Javier Laynez advirtió que lo preocupante es que el resto del Poder Judicial a nivel local fue “destruido como sistema”, al privilegiar a abogados que carecen de experiencia para cargos como juez de distrito o magistrado de circuito.
En este panorama, ironiza que para la elección del 2027 no será necesario hacer una campaña brillante, sino que bastará con “acercarse al poder político que los ayude a salir en el acordeón”.
Laynez Potisek vaticina que habrá gobernadores interviniendo en los comicios, al igual que en la primera jornada judicial, para integrar la conformación de los tribunales locales conforme a su conveniencia. “Y si bien nos va, que ya vimos que hay otro tipo de intervenciones peligrosas”, comentó.

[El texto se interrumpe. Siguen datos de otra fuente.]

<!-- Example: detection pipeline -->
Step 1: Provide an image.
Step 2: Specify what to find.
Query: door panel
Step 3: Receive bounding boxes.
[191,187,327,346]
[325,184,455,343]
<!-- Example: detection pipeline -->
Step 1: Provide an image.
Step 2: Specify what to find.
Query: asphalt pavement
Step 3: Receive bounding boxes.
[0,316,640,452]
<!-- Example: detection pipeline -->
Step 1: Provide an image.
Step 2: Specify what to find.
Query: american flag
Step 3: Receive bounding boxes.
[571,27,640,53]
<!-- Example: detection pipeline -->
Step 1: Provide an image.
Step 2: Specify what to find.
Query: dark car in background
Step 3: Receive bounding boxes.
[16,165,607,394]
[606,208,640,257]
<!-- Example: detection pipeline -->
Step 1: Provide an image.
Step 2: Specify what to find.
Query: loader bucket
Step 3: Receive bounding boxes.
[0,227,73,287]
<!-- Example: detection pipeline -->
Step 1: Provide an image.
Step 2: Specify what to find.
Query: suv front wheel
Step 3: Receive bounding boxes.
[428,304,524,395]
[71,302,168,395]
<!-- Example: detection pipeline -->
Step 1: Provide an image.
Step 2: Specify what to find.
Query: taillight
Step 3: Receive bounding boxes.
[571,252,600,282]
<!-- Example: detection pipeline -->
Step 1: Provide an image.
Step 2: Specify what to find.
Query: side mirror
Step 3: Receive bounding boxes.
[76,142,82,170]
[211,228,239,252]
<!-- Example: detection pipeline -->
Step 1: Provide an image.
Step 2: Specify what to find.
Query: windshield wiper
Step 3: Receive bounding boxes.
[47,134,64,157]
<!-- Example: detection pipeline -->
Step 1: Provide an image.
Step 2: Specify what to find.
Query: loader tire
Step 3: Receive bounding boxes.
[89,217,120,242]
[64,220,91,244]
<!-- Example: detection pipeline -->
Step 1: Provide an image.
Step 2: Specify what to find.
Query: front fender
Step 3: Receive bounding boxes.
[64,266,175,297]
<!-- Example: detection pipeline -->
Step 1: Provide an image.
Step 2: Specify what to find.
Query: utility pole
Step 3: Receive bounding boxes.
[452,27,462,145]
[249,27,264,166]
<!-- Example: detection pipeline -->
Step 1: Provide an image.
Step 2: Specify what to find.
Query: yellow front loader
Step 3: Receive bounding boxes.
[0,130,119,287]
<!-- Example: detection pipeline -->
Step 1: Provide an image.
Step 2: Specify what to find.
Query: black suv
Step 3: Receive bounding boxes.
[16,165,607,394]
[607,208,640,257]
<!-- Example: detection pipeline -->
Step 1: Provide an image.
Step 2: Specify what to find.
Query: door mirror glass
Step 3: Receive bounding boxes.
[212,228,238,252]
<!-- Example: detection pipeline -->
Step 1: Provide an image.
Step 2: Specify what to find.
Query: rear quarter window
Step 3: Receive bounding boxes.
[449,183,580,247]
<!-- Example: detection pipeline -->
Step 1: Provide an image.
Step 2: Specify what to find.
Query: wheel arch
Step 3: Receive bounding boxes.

La reforma judicial es el peor sistema para corregir lo que estaba mal
Para el ministro, la elección judicial fue el peor sistema para corregir lo que estaba mal en la justicia y sostiene que la destrucción del Poder Judicial, además, acrecentó la brecha de justicia, perjudicando “a los que menos tienen”.
El ministro hizo un llamado a seguir cuestionando y lamentó que la reforma judicial sea un factor adicional en México y en el gobierno de la presidenta Claudia Sheinbaum porque introdujeron un “ruido adicional” en las inversiones por la inseguridad jurídica, siendo él mismo testigo de empresarios que tienen esta preocupación.